The horrific pinch-to-zoom implementation that I had in my code up until recently was interfering with user testing. When I say user testing, I really mean that I show the game to my work colleagues and get feedback on what is or isn’t working.

The problem is that I had to apologise all the time about the crappy camera pan and zoom which was annoyingly jerky and nothing like Google or Apple maps.

I needed to find a solution and in the process found some posts like this and this, both of which followed my own naive approach to pinch zoom, i.e. useless for zoom.

Field of View

One of the things that really confused me was that often people were changing the field of view in order to achieve the zoom. I thought moving the camera closer or further away made more sense but maybe that’s because I don’t use SLR cameras very often (I’m no photographer). That’s essentially what changing of the FOV mimics; the camera stays still and the lens zooms in/out.

Perhaps I figured that if a camera pan is achieved by moving the camera then a camera zoom would also move the camera. After all, I want to ‘fly’ the camera around the scene. Plus I didn’t actually want to mess with the FOV because it puts distortion on the 3D world (it at least changes it).

It was educational though, even if what people said on forums created some confusion. It turns out that a camera dolly has nothing to do with a dolly zoom.

Never immediate, always transitioning

Finally I found a gem.

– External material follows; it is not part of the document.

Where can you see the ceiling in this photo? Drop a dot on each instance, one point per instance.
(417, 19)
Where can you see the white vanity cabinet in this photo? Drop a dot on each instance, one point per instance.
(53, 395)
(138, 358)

The author wasn’t even writing about camera zoom but rather about linear interpolation; I can’t even remember how I came to be looking into LERP.

Ignoring his grammar, the author’s conclusion struck a chord…

In general, is a fairly common mistake in beginner videogame developers that elements in the games are either in position A or B. For us, programmers, is much easier the world were things are never in a “travelling” or “transition” status. [sic] – Juan Gomez

The jerkiness of my camera zoom was because I was moving the camera immediately from A to B rather than letting the update loop transition the camera to the new position. Position B needed to be a requested destination to which the camera moved toward every clock tick. The LERP function smoothed this transition further because it can be set to accelerate away from A and decelerates into B.

And with that, another problem was solved. Yay.